Das sollte einerseits Aggressionen wecken, andererseits bekamen die Spieler auch die Möglichkeit, sich am Gegenüber zu rächen und ihm Geld wegzunehmen. Während des Spiels bekamen die Männer entweder Tränen oder eine Kochsalzlösung, um daran zu riechen. Beide Substanzen sind geruchlos, die Personen konnten sie also nicht voneinander unterscheiden, und sie wussten auch nicht, woran sie schnupperten.

Emotionale Tränen aus dem Fläschchen

Die Tränen, an denen die Spieler schnuppern sollten, waren von Frauen, und es waren emotionale Tränen. Das sind Tränen, die beispielsweise aus Freude oder Trauer auftreten, wie auch eine Studie aus dem Vorjahr untersuchte. In ihrer chemischen Zusammensetzung unterscheiden sich diese Tränen von den basalen Tränen, die das Auge feucht halten, reinigen und schützen.

Dass die Tränen im Experiment von Frauen stammten und die Probanden Männer waren, räumt das Forschungsteam unter der Leitung der Neurobiologin Shani Agron als Einschränkung der Studie ein. Begründet wird das Studiendesign mit dem großen Aufwand, genug frische Tränen für die Sitzungen mit den Probanden zu beschaffen. Um die Tränen zu gewinnen, schauten sich die Spenderinnen in isolierten Räumen traurige Filme an, und fingen – sobald sie weinten – ihre Tränen mit einem Fläschchen auf.

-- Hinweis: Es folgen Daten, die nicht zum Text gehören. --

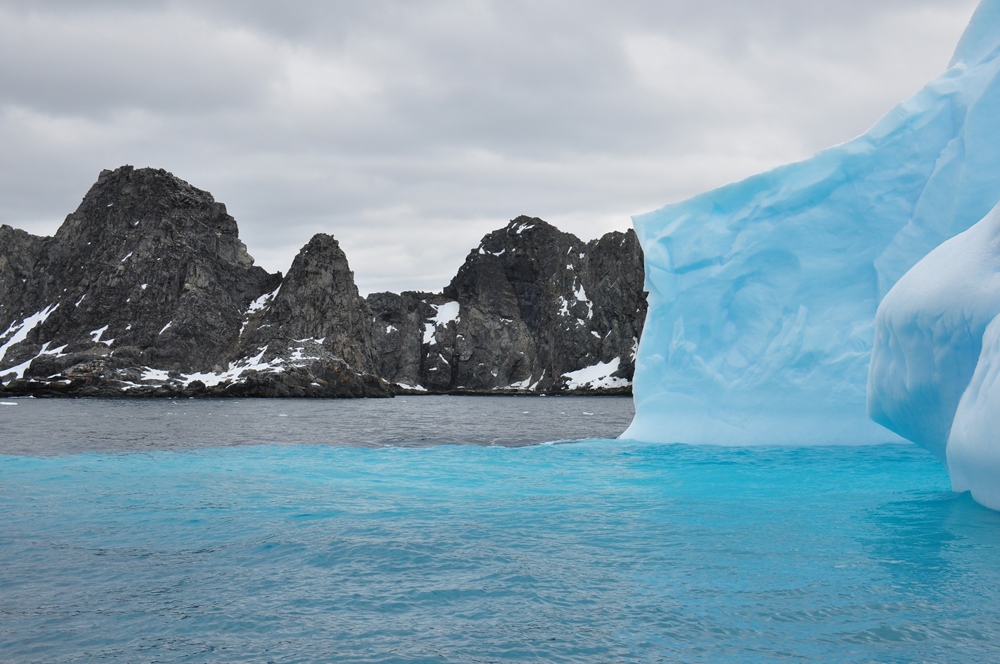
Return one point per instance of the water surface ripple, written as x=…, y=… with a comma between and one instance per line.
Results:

Aufgrund der zuvor aufgestellten Hypothese, dass der Zusammenhang zwischen Testosteron und Aggressionen bei Männern deutlicher ist als bei Frauen, entschied man sich dies zuerst an Männern zu überprüfen. In weiteren Studien soll aber getestet werden, wie Frauen auf Männertränen reagieren bzw. ob das Geschlecht dabei überhaupt einen Unterschied macht.

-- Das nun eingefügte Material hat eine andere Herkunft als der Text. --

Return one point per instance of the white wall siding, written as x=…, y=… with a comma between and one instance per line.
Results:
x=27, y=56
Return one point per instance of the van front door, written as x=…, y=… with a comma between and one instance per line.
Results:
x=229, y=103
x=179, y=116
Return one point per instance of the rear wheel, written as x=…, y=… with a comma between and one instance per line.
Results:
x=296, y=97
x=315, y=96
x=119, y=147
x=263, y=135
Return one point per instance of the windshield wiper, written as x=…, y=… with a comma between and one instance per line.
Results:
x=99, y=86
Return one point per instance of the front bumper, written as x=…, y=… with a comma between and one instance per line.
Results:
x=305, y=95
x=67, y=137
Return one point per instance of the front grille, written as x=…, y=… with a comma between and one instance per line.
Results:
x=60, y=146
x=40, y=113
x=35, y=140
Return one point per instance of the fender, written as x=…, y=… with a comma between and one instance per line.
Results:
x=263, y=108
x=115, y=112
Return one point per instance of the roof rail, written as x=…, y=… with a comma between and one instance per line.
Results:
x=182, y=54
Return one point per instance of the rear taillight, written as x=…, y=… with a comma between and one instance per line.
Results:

Scans zeigen Aktivität im Gehirn

Das Experiment ergab, dass aggressives und rachsüchtiges Verhalten während des Spiels um mehr als 40 Prozent zurückging, nachdem die Männer an den Tränen geschnuppert hatten. Mittels Magnetresonanztomographie (MRT) konnte die Aktivität in jenen beiden Gehirnregionen, die mit Aggression zusammenhängen beobachtet werden: der präfrontale Kortex, der sich an der Stirnseite des Gehirns befindet, und der vordere Bereich des Inselcortex, einem Teil der Großhirnrinde.

Scans zeigten, dass die Hirnaktivität in diesen Bereichen zunahm, wenn die Probanden während des Spiels provoziert wurden. Schnupperten die Spieler in denselben Situationen an Tränen, zeigte sich in den Scans hingegen eine Verringerung der Aktivität. Je stärker sich die Aktivität verringerte, desto seltener rächte sich ein Spieler an seinem Gegenüber.

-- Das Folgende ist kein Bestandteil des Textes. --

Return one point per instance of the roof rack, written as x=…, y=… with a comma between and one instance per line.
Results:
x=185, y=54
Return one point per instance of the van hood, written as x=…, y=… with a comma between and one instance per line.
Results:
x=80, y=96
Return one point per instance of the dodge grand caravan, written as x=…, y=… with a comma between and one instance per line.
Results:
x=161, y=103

„Wie eine chemische Decke“

„Menschliche Tränen enthalten, genau wie Tränen von Mäusen, ein chemisches Signal, das die Aggression von männlichen Artgenossen blockiert“, heißt es in der Studie, die nun im Fachjournal „PLOS Biology“ veröffentlicht wurde. Das widerspreche auch der bisherigen Vorstellung, dass emotionale Tränen nur beim Menschen vorkommen. Zumindest mit Nagetieren haben Menschen diesen Mechanismus gemeinsam.

Die Wissenschaftlerinnen und Wissenschaftler beschreiben Tränen als „eine chemische Decke, die vor Aggression schützt“. Auch wenn das in dieser Studie nur mit Tränen von Frauen im Alter zwischen 22 und 25 Jahren getestet wurde, nimmt das Forschungsteam an, dass alle menschlichen Tränen eine ähnliche Wirkung haben. Eine Eigenschaft, die besonders für Säuglinge von Bedeutung sei, weil ihnen verbale Mittel zur Eindämmung von Aggressionen des Gegenübers fehlen.